The HiGAP initiative

Charting heterogeneity in the analysis and biological interpretation of results from GWAS studies

Why this project?

Genome-wide association studies (GWAS) have become a standard tool in the discovery of disease-related genetic variants. Since the first published GWAS in 2005, many tools and pipelines have been published to facilitate the analysis of GWAS datasets. While initially the main aim of GWAS was to detect statistical associations of genetic variants with (disease-) traits, increasing sample sizes and a realization that many traits are highly polygenic have shifted the aim towards biological interpretation of detected associations. A parallel increase in the availability of external biological resources, such as eQTL information from GTeX or scRNA information from the Allen Brain Institute, aids in optimizing such biological interpretation. To translate biological interpretations of GWAS results, functional experiments are needed. These experiments are costly and labour-intensive and benefit greatly from carefully formulated mechanistic hypotheses.

Biological interpretation of GWAS results, however, is not straightforward. Many different tools and pipelines exist, and different labs may have different preferences and standards for analyzing and interpreting GWAS data and results. While tools have generally been individually benchmarked and compared to tools with similar goals, there is currently no information on how heterogeneity in the steps involving initial quality control, the genetic association analysis, and choice of post-GWAS in silico analyses may influence the formulation of a mechanistic hypothesis.

The aim of HiGAP is two-fold: Firstly, quantifying the heterogeneity in quality control procedures and its effect on down-stream analyses. Secondly, charting heterogeneity in the formulation of mechanistic hypotheses based on GWAS results. We would like to gain insight into whether different analysis pipelines would ultimately lead to conclusions about putative underlying disease mechanisms that are the same, complementary or conflicting.

How will we work?

The project will be conducted in two parts according to the two aims of HiGAP. (1) Teams will receive summary statistics for an unknown heritable disease with a polygenic architecture similar to a psychiatric trait such as schizophrenia or major depression, and that is based on real data.

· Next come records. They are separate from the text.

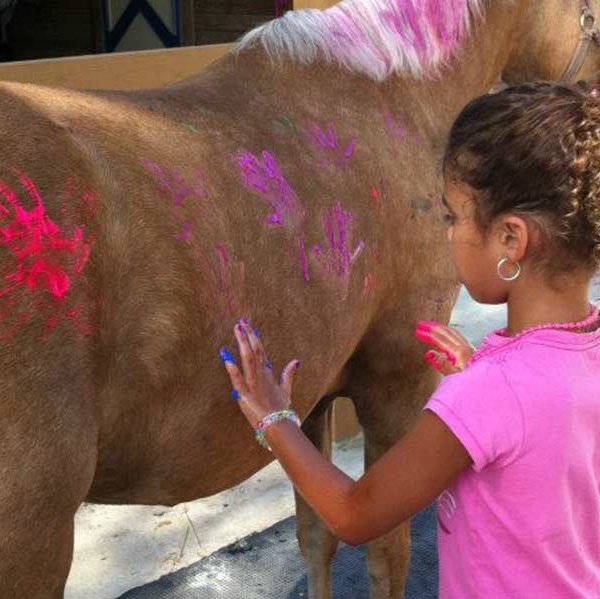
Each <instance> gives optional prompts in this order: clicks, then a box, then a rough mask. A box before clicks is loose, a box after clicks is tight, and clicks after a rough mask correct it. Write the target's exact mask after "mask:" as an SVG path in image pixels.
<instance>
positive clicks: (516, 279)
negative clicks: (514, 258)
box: [497, 258, 521, 281]
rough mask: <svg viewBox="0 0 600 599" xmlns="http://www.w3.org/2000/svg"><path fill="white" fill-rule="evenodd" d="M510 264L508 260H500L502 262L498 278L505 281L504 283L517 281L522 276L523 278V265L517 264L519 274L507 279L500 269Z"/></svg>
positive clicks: (499, 267)
mask: <svg viewBox="0 0 600 599" xmlns="http://www.w3.org/2000/svg"><path fill="white" fill-rule="evenodd" d="M507 262H508V258H502V259H501V260H500V262H498V268H497V271H498V276H499V277H500V278H501V279H502V280H503V281H516V280H517V279H518V278H519V277H520V276H521V265H520V264H519V263H518V262H517V263H516V264H517V272H516V273H515V274H514V275H511V276H510V277H505V276H504V275H503V274H502V273H501V272H500V269H501V268H502V267H503V266H504V265H505V264H506V263H507Z"/></svg>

Analysts can choose any tool and strategy of their liking to interpret the genetic associations and form hypotheses about the most likely biological mechanism. (2) In addition, they will receive raw genotype data that needs to be cleaned and prepared for a subsequent polygenic risk score analysis.

We will advertise our project on social media to solicit teams of analysts. Participating teams will have to sign a confidentiality agreement and are not allowed to discuss any details of the project with other participating teams until all results have been submitted. Each team is asked to report on several interim results as well as the final conclusion, following a pre-defined report form. In addition, each team is asked to provide a brief report on applied tools and parameter settings.

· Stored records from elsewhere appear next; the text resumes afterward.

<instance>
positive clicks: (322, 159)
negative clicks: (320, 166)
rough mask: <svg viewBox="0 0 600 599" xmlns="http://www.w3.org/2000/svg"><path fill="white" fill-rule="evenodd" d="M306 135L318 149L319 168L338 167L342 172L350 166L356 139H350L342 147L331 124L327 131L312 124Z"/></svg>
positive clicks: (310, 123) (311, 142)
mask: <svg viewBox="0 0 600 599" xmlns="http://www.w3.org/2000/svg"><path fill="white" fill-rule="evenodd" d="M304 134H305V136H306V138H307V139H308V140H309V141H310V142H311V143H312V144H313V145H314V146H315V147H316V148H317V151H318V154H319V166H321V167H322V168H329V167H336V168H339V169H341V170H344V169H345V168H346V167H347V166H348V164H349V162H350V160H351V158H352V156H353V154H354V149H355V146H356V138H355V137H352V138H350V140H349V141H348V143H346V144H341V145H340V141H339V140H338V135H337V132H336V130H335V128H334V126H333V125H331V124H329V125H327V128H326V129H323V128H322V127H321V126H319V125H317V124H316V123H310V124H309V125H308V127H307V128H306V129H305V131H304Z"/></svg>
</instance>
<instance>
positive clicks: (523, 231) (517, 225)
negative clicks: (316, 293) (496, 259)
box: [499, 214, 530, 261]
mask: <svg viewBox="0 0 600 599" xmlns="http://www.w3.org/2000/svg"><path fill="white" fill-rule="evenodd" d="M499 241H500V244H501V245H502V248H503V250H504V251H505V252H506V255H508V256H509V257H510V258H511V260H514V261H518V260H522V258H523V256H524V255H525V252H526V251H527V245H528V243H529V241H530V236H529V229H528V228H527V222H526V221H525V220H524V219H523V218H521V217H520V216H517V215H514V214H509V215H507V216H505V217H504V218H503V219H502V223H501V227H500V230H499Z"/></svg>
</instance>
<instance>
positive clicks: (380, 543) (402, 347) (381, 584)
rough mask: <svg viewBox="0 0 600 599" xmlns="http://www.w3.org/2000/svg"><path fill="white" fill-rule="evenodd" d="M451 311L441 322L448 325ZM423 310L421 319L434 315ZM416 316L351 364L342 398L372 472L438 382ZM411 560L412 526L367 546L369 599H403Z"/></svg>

Results need to be reported back before xx/xx/2021. After this, a team of analysts (not involved in any of the other participating teams) will analyse the reported results.

Preliminary timeline:

  • September 2020: HiGAP launch

  • Soliciting analysis teams

  • Teams receive access to data

  • Teams submit results

  • Heterogeneity analysis

  • Publication

We realize that every trait is unique with its own genetic architecture and causal biological mechanisms, and that these idiosyncrasies may be differentially sensitive to heterogeneity in analysis pipelines.